You might be surprised. Check out pseudosci.org. I still get threats about that web site from time to time.
You're right, I am surprised. That is somewhat hilarious.
But I do believe in the old adage of "When all is said and done on the Internet, far more is said than done."
I agree... but it is to be said that the same is true of academia. I was at a conference session just the other month on the subject of text analysis, in which most of the attendees were managers with no relevant background or experience. It is currently flavour of the month. In two, three years' time they will be after something else, without having solved this one - not that they will admit to this. Academic funding agencies have ADHD, and therefore so does academia.
It is possible that the public at large will not benefit directly from games played with JSTOR, as JSTOR itself is a somewhat specialist resource. Even if the result is just a few people learning a little about available tools, theory etc, that in itself beats a slap in the teeth with a wet kipper.
My own years of experience have taught me strong collaborative teams are far, far more likely to do great things than some brilliant lone wolf in seclusion. And if that lone wolf does do something great, he's far more likely to use it to become rich than donate it for the good of mankind.
My experience has been rather mixed. What works for software development is not always what works for innovative but relatively theoretically routine applications. There is a lot of money in biomedical text mining, so that area attracts big dev. teams. However, there's been something of a time lag between profitable specialised applications of text analysis, which have in some cases attracted a lot of funding, and the idea that text analysis is another tool in the cross-disciplinary toolkit. Text analysis in the humanities is great fun but you can't cure cancer with a well-aimed Socratic dialogue, so in most cases that level of cash just isn't there (a lot of text mining already occurs in the humanities, but there are many more subjects/applications waiting in the wings).

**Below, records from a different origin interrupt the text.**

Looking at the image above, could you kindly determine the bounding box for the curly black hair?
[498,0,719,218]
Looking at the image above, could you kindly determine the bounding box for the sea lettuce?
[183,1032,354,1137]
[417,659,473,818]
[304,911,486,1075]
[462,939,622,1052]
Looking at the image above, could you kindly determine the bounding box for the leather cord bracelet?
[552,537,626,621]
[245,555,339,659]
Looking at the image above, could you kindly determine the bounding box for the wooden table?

Thanks for the link to the OTMI, by the way. It looks like an interesting concept, but given that it seems to have been abandoned since 2009, I'm not persuaded that a huge demand exists to data-mine journal papers in this manner.
Certainly not with OTMI, which went down like a lead balloon. It effectively shreds the paper and hands you the remnants to play statistics with. Better (slightly) than nothing, but not by much - and with the paywall in the way and no guarantee of long-term interface availability, why waste resources on it when you could play with openly available free stuff instead?